China's annual economic targets, usually announced in March, are closely watched by financial markets for hints of any changes in its fiscal and monetary policies, which shifted into growth-boosting mode last year as the economy started to slow.
The report said the proposed target was presented during the ministry's annual work conference in December and remains subject to approval by China's legislature.
Policymakers have pledged to step up support for the cooling economy this year, following a raft of measures in 2018 including fast tracking infrastructure projects and cuts in banks' reserve requirements and taxes.
Officials have pledged more aggressive tax reductions in 2019, fanning expectations among economists that the annual budget deficit ratio could be lifted to 3 percent.
But the deficit could be limited by an expected jump in special bond issuance by local governments to fund infrastructure investment. Some economists expect such bond issuance to hit 2 trillion yuan ($292.53 billion), up from 1.35 trillion yuan last year.
In 2018, the government cut the annual budget deficit target to 2.6 percent of GDP from 3 percent in 2017 - the first cut since 2012.
But officials said fiscal policy remained supportive given a 550 billion yuan jump in planned special bond issuance by local governments to fund key projects.
Data later this month is expected to show China's economic growth slowed to around 6.6 percent in 2018 from 6.9 percent the previous year.

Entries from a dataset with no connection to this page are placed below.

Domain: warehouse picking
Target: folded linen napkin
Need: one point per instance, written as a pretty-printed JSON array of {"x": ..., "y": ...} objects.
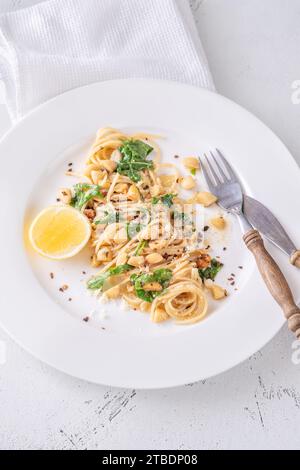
[{"x": 58, "y": 45}]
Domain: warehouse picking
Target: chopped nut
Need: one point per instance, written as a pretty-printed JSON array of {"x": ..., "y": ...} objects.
[
  {"x": 153, "y": 287},
  {"x": 121, "y": 259},
  {"x": 204, "y": 261},
  {"x": 219, "y": 223},
  {"x": 136, "y": 261},
  {"x": 159, "y": 316},
  {"x": 108, "y": 165},
  {"x": 154, "y": 258}
]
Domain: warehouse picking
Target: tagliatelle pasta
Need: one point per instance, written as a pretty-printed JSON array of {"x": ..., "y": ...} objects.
[{"x": 144, "y": 237}]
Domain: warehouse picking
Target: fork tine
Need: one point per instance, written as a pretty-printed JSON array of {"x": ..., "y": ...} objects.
[
  {"x": 208, "y": 179},
  {"x": 222, "y": 172},
  {"x": 227, "y": 166},
  {"x": 216, "y": 177}
]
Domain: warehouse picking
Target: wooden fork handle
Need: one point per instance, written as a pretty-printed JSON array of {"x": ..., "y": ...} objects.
[
  {"x": 295, "y": 259},
  {"x": 274, "y": 279}
]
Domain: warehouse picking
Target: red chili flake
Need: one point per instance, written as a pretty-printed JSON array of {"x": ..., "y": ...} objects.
[{"x": 64, "y": 288}]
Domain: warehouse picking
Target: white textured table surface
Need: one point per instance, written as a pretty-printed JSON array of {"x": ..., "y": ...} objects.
[{"x": 253, "y": 49}]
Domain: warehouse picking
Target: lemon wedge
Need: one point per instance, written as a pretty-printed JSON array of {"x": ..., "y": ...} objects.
[{"x": 59, "y": 232}]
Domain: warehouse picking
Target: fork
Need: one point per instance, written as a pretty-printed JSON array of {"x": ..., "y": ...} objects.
[{"x": 224, "y": 184}]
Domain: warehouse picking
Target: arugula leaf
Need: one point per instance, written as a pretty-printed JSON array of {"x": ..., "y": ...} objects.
[
  {"x": 110, "y": 218},
  {"x": 97, "y": 283},
  {"x": 140, "y": 247},
  {"x": 212, "y": 271},
  {"x": 134, "y": 159},
  {"x": 162, "y": 276},
  {"x": 167, "y": 200},
  {"x": 83, "y": 193}
]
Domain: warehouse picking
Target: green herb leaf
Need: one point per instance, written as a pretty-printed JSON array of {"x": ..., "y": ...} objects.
[
  {"x": 140, "y": 248},
  {"x": 83, "y": 193},
  {"x": 212, "y": 271},
  {"x": 166, "y": 200},
  {"x": 97, "y": 282},
  {"x": 110, "y": 218},
  {"x": 134, "y": 159},
  {"x": 162, "y": 276}
]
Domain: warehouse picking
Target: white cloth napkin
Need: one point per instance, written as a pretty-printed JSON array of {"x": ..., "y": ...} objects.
[{"x": 58, "y": 45}]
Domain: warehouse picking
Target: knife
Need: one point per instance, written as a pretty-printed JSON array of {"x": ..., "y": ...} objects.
[{"x": 264, "y": 221}]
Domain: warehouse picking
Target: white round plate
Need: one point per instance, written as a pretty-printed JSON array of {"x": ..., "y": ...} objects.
[{"x": 123, "y": 348}]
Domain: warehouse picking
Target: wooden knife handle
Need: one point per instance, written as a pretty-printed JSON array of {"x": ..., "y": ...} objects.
[
  {"x": 274, "y": 279},
  {"x": 295, "y": 259}
]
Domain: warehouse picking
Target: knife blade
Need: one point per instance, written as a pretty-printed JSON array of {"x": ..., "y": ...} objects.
[{"x": 266, "y": 223}]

Analysts are forecasting a further loss of momentum in coming months before policy support measures begin to kick in.
China's yuan is still expected to breach the key 7-per-dollar mark within six months as a dimming economic growth outlook is likely to push the central bank toward easier monetary policy this year, a Reuters poll found.
Although the yuan fell about 6 percent last year, with most losses coming after June when the U.S.-China trade war escalated, it still did not crack the 7-per-dollar rate.
Meanwhile, Fitch could cut China's A+ credit rating or stable outlook if Beijing reverts to the kind of debt-fuelled stimulus programmes it has used in the past, the firm's top sovereign analyst said.
Fitch's head sovereign analyst James McCormack said his firm still expected Beijing to keep its pledge and stick to tackling high levels of corporate debt, but underscored the risks to the rating if authorities did reach for the stimulus levers.
"If the policy response to slowing growth was similar to what we saw around the time of the global financial crisis, then that would cause us to look again at the rating," McCormack told Reuters. "Because we think that would increase macroeconomic imbalances in China when debt levels in the corporate sector are already high."